Я слышал также, что он держит в своих покоях прекрасную дочь умершего Годунова. Брат и мать ее, как известно, отравились, хотя ходят слухи, что их задушили, а царевич Федор бился за свою жизнь несколько часов так, что порядочно досадил своим душителям, князю нее Василию Голицыну нанес рану, которая до сих пор красуется на его щеке».
*
Он сидел перед большим венецийским зеркалом и разглядывал свое лицо. Трогал его пальцами, мял. Да, не красавец. Скулы торчат, рот грубый, нос толст, ноздри раздуты. Борода растет плохо, оттого всегда брит, волосы не слишком густы, уши топорщатся. Но хуже всего бородавки. Одна на переносице, ближе к правому глазу, другая на лбу, поверх левого. Хоть и пудрены, все же слишком велики, чтоб не портить лица.

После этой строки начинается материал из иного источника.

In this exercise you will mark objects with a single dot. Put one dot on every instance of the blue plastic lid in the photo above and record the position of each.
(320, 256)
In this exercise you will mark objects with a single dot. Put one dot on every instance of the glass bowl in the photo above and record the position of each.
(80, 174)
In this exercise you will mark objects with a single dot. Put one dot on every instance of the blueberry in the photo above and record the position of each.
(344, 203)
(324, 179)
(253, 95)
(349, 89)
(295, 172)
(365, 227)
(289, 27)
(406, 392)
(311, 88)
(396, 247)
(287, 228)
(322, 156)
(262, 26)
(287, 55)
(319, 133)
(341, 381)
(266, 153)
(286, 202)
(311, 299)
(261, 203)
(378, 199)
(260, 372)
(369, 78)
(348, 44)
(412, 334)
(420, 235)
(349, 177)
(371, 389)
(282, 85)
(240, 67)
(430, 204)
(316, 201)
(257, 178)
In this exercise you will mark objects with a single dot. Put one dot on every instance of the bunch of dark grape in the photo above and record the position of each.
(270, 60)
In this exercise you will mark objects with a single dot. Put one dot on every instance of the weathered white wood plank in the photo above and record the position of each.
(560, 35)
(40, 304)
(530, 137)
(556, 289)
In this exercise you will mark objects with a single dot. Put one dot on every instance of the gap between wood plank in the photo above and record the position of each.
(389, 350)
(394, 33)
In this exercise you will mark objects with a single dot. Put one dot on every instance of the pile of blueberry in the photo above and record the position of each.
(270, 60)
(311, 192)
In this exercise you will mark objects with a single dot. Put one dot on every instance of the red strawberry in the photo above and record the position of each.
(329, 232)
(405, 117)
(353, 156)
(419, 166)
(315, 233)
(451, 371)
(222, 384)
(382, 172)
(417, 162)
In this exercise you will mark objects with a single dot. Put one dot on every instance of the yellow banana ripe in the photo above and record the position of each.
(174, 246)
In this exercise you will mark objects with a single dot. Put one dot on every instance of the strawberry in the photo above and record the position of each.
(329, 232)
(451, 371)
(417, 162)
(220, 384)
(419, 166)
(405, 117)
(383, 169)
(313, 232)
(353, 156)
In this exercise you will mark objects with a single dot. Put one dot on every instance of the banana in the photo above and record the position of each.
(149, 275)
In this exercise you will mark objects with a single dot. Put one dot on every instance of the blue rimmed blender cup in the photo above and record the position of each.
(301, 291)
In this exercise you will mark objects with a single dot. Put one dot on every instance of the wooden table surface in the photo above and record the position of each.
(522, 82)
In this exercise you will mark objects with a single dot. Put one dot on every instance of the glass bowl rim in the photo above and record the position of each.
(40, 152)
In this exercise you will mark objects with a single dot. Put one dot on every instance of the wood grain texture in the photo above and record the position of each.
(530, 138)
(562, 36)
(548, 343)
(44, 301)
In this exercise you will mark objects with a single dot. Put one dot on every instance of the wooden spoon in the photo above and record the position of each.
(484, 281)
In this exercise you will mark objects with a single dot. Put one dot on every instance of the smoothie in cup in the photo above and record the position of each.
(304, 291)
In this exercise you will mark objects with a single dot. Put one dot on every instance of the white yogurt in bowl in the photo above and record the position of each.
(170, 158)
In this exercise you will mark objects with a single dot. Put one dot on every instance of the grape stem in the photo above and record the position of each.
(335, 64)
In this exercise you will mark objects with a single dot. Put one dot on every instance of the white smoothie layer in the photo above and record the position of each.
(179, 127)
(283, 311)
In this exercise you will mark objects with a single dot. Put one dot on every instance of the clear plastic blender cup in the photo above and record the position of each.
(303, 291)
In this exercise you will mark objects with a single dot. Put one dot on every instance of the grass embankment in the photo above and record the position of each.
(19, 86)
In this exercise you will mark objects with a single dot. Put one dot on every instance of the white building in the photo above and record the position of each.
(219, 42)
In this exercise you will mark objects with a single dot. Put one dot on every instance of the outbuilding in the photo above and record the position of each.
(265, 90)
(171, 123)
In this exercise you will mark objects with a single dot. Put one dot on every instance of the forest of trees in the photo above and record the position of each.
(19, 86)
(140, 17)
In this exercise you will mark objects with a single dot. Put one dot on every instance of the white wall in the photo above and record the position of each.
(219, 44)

Хлопнул три раза в ладоши, приказал вызвать Хильшениуса. Через скорое время явился доктор Хильшениус, которого Самозванец ценил больше других.
— Не обидно ль тебе, что государь твой нехорош? — спросил Самозванец.
Хильшениус воздел руки:
— Как? Чем нехорош? Вы прекрасны, как лев!
— Когда снимешь мне бородавки?
— Ваше величество,— степенно заговорил Хильшениус,— я уже объяснял, что это опасное дело. Можно испортить кровь. Так просто их снять не удастся.
— Тогда выведи.
— Мы думаем, все думаем об этом,— заверил Хильшениус.— В Индии заказаны мази, которые действуют на бородавки.
— Торопись,— сказал Самозванец.— Мне надоело ходить уродом.
— Ваше величество! — снова начал Хильшениус.
— Иди, иди,— прервал он его.
Хильшениус удалился. Самозванец стал расхаживать по мягкому ковру, сцепив за спиной руки. С угодливым вопрошающим лицом заглянул князь Мосальский.
— Веди,— приказал ему тихо.
Сел в кресло перед столом, подвинул шандал, бумаги, обмакнул перо, начал что-то писать. Неожиданная робость овладела им, он боялся повернуться, а дверь уж открылась, кого-то впустили. Несколько мгновений делал вид, что пишет, затем отложил перо, повернул голову...
Она стояла, закутавшись в широкий белый опашень, голову погрузив в соболий воротник. Она молчала. Он почему-то спросил:
— Кто там?
Она не ответила.
— Ах, это ты,— сказал он, помедлив.— Ну, так иди на свет, я тебя плохо вижу.
Но она не двигалась.
Он встал и не прямо, а влево и вправо похаживая, стал приближаться к пей. Остановился напротив, вглядываясь.
— Что ж ты молчишь? Не хочешь здороваться с государем?
Концами пальцев нашел ее подбородок, приподнял. В то же мгновенье маленькая рука выскользнула из-под опашня и звучно ударила его по щеке. Глаза полыхнули гневом.
— Смерд,— сказала она глухим голосом.
От неожиданности он застыл, растерялся. Но тотчас овладел собой, усмехнулся.
— Ты ищешь смерти? Я ожидал. Но я заставлю тебя задержаться на этой земле. Ведь я не вернул тебе долг, а с долгами не угодно нам оставаться.
Он вынул из кармана золотую монету, бросил перед ней на ковер.
— Узнаешь? Теперь же мой долг возрос. Я получил от тебя пощечину. Как будем считаться, царевна?
Она молчала.
— Ты вся иссохла,— сказал он.— Бледна, а все же прекрасна. Я не забыл тебя, Ксения.
Она вновь опустила голову в воротник.